Gea Yumanda dan Remini Rumbewas Jadi Pembeda
Memasuki babak kedua, pola permainan tidak banyak berubah. Indonesia terus menekan pertahanan Singapura, sementara penampilan gemilang kiper Izairida Shakira sempat membuat berbagai peluang gagal menjadi gol. Kebuntuan akhirnya pecah pada menit ke-68. Gea Yumanda berhasil memanfaatkan kesempatan dengan baik untuk membawa Indonesia unggul 1-0. Gol tersebut menjadi titik balik yang meningkatkan kepercayaan diri seluruh pemain.
Tak lama kemudian, Sheva Imut sebenarnya sempat mencetak gol kedua. Namun, wasit menganulir gol tersebut karena posisi offside. Meski begitu, semangat Garuda Pertiwi tidak surut.
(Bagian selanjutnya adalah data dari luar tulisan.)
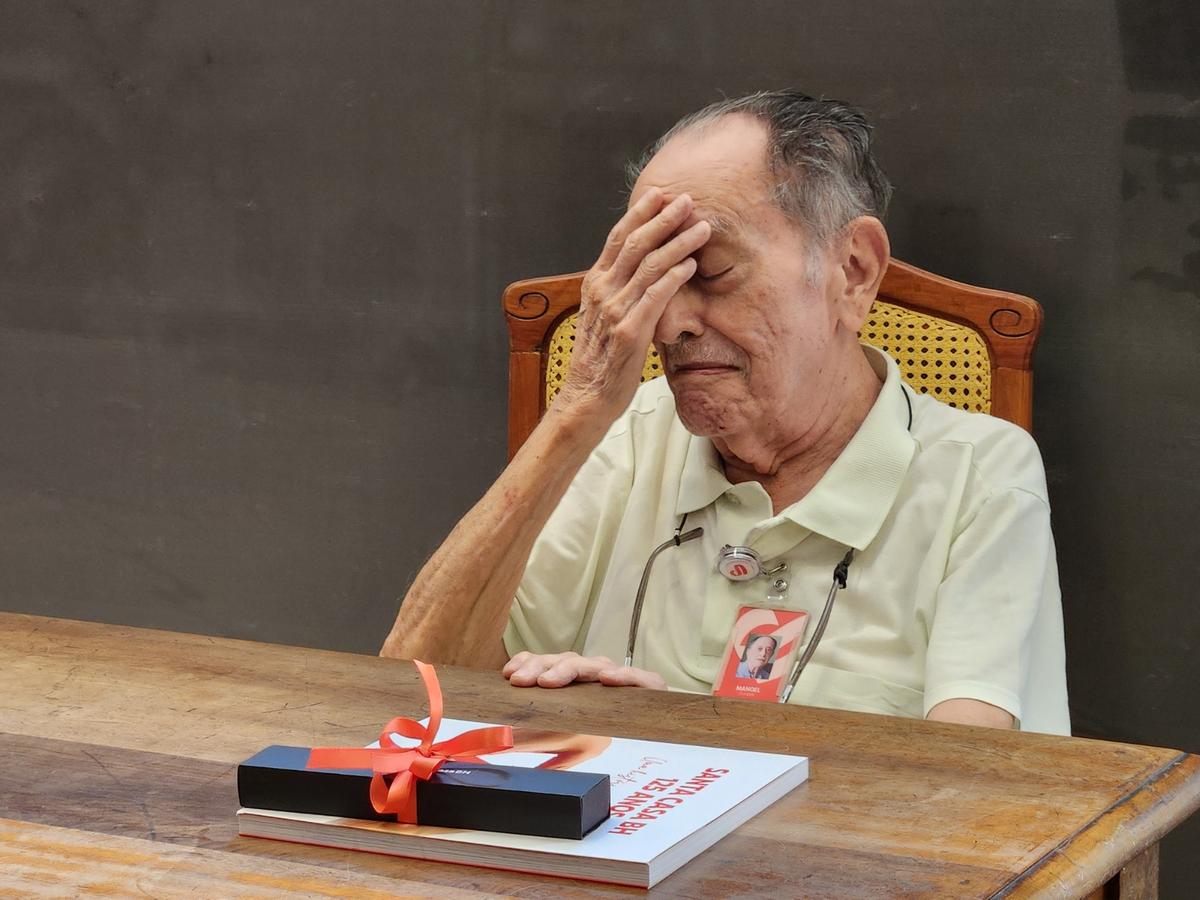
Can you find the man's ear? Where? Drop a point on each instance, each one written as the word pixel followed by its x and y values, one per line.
pixel 864 255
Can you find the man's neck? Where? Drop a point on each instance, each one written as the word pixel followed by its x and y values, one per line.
pixel 790 457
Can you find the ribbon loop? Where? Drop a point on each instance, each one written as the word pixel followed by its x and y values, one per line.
pixel 406 765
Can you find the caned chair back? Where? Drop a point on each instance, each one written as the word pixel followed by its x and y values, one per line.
pixel 969 347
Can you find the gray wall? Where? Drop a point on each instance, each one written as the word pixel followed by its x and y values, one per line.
pixel 252 365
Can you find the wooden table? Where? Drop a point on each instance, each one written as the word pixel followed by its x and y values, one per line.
pixel 119 745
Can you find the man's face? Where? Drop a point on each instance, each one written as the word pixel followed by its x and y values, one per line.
pixel 745 340
pixel 760 652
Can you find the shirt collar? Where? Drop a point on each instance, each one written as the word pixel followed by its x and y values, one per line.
pixel 852 499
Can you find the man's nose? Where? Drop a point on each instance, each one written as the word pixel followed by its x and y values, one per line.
pixel 682 317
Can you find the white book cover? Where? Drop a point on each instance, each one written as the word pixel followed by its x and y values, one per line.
pixel 670 802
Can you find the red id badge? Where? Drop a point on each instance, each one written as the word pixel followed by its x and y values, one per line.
pixel 760 654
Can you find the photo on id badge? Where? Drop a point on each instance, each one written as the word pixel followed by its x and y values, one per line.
pixel 760 653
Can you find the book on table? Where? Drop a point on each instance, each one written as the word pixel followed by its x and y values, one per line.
pixel 670 803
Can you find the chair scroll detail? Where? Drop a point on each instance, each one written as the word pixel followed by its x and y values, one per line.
pixel 967 346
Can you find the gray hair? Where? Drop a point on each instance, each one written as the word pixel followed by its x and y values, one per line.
pixel 819 154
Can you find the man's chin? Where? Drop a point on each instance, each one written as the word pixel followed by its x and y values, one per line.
pixel 702 418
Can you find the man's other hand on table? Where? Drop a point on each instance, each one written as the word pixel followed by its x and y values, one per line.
pixel 558 670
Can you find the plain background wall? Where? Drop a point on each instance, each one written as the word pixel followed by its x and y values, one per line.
pixel 252 365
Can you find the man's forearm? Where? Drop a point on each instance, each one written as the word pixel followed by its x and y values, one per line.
pixel 457 607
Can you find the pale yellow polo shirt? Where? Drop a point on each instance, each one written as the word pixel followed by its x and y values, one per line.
pixel 953 591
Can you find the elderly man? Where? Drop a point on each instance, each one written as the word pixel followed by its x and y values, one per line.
pixel 750 253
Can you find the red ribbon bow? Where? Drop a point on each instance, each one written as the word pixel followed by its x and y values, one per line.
pixel 411 763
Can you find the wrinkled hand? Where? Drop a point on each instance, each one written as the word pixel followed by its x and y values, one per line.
pixel 558 670
pixel 646 259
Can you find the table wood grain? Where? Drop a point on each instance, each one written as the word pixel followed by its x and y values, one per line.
pixel 123 744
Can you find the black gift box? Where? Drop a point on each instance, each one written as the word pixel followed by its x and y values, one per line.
pixel 489 798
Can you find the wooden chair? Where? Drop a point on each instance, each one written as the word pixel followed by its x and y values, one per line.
pixel 969 347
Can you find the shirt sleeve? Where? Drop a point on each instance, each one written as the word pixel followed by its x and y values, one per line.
pixel 997 634
pixel 558 589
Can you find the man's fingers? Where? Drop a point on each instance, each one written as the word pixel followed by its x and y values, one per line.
pixel 514 664
pixel 635 217
pixel 630 677
pixel 577 669
pixel 529 666
pixel 646 240
pixel 655 297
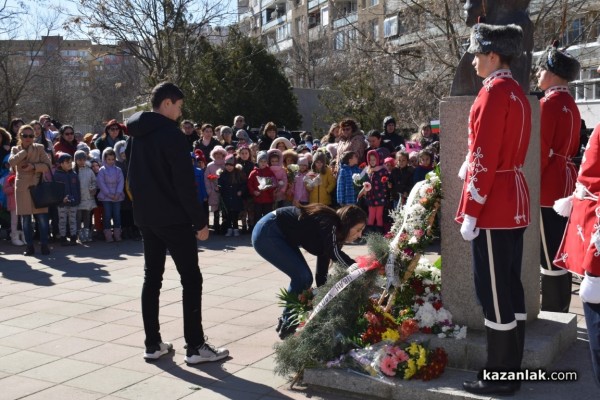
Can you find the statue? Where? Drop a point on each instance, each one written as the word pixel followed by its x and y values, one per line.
pixel 496 12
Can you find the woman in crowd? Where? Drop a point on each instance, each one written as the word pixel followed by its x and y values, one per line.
pixel 31 161
pixel 319 230
pixel 113 132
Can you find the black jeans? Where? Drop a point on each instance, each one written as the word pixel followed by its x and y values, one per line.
pixel 180 241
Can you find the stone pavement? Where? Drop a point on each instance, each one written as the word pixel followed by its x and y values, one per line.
pixel 71 327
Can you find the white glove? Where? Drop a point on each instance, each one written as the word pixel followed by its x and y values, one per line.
pixel 589 290
pixel 462 172
pixel 468 229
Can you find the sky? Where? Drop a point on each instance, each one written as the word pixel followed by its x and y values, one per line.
pixel 49 7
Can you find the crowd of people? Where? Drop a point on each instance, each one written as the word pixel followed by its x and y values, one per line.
pixel 241 175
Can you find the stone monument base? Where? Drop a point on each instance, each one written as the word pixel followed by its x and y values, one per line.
pixel 547 337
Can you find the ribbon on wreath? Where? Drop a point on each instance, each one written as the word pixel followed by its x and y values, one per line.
pixel 354 271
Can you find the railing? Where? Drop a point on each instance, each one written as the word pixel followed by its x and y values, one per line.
pixel 345 20
pixel 273 23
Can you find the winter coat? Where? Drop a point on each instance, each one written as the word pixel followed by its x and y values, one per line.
pixel 160 177
pixel 265 196
pixel 230 184
pixel 72 188
pixel 211 184
pixel 35 154
pixel 322 192
pixel 111 182
pixel 8 188
pixel 87 185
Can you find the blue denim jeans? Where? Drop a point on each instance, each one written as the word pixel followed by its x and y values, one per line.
pixel 592 321
pixel 112 211
pixel 42 221
pixel 269 242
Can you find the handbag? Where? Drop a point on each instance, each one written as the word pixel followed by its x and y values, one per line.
pixel 46 194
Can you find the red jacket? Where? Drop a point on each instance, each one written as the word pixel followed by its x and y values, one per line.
pixel 560 125
pixel 576 252
pixel 265 196
pixel 495 191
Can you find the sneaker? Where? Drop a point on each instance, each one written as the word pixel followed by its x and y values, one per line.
pixel 154 352
pixel 205 353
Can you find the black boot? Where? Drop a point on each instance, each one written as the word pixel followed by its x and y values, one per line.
pixel 556 292
pixel 503 355
pixel 29 250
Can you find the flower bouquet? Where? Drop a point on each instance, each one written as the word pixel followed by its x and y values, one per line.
pixel 265 182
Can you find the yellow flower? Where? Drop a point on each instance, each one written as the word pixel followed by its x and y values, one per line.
pixel 411 369
pixel 422 357
pixel 413 349
pixel 390 334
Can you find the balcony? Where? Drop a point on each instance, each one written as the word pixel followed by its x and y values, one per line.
pixel 314 3
pixel 273 23
pixel 345 20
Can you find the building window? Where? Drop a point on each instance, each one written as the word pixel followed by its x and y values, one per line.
pixel 574 32
pixel 390 26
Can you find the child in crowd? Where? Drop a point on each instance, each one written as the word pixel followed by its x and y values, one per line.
pixel 218 155
pixel 401 179
pixel 376 196
pixel 232 184
pixel 111 183
pixel 275 163
pixel 346 189
pixel 425 165
pixel 247 214
pixel 98 212
pixel 199 163
pixel 298 188
pixel 262 184
pixel 87 190
pixel 67 210
pixel 290 163
pixel 128 228
pixel 8 187
pixel 320 182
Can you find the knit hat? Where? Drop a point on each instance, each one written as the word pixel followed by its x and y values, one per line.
pixel 83 147
pixel 559 62
pixel 225 130
pixel 218 149
pixel 243 135
pixel 390 160
pixel 501 39
pixel 62 157
pixel 262 156
pixel 80 154
pixel 388 120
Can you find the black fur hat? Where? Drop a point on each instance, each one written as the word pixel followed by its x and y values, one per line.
pixel 501 39
pixel 559 62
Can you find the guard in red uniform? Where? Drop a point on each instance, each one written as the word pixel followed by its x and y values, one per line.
pixel 560 125
pixel 494 207
pixel 579 251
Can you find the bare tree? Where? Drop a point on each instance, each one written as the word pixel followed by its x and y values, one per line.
pixel 164 35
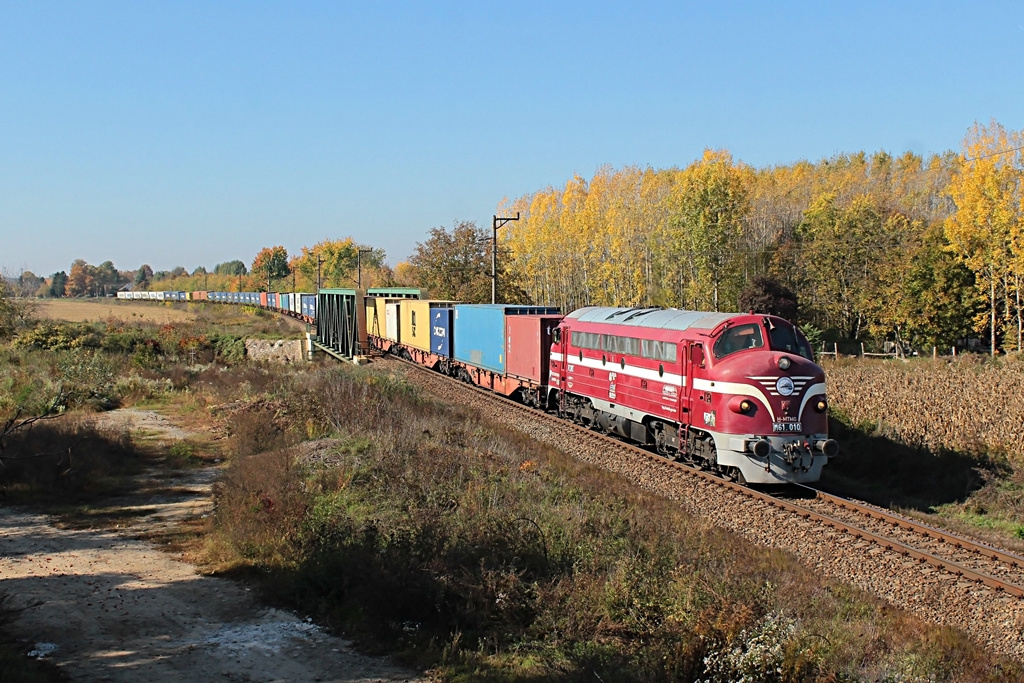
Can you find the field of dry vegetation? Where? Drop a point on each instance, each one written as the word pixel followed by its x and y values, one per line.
pixel 941 436
pixel 418 529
Hanya berselang beberapa menit, Remini Rumbewas sukses menyambut situasi sepak pojok yang dikirim Felicia De Zeeuw dan menggandakan keunggulan menjadi 2-0.
Hingga peluit panjang dibunyikan, Indonesia mampu menjaga keunggulan tanpa memberikan banyak ruang bagi Singapura untuk bangkit.
Peluang Pertahankan Gelar Piala AFF Wanita dan Tiket ke Level Regional
Keberhasilan melaju ke final membuka peluang besar bagi Timnas Putri Indonesia untuk mempertahankan status juara Piala AFF Wanita. Dua tahun sebelumnya, Garuda Pertiwi berhasil mengangkat trofi setelah memenangkan laga final, sehingga kini mereka memiliki kesempatan mencatatkan prestasi beruntun.
Di partai puncak nanti, Indonesia akan menghadapi Laos yang lebih dulu memastikan tempat di final usai mengalahkan Kamboja dengan skor tipis 1-0. Duel tersebut diprediksi berlangsung sengit karena kedua tim sama-sama tampil konsisten sepanjang turnamen.
Lebih dari sekadar perebutan gelar, keberhasilan mencapai final juga menghadirkan keuntungan besar bagi sepak bola putri Indonesia. Garuda Pertiwi resmi mengamankan tiket menuju ASEAN Women’s Championship 2027, sebuah pencapaian yang menjadi bukti meningkatnya kualitas tim dalam beberapa tahun terakhir.
Jika mampu mempertahankan performa disiplin, efektif memanfaatkan peluang, dan menjaga konsistensi permainan, Timnas Putri Indonesia memiliki peluang besar untuk kembali membawa pulang trofi sekaligus memperkuat posisi mereka sebagai salah satu kekuatan baru sepak bola putri di kawasan Asia Tenggara.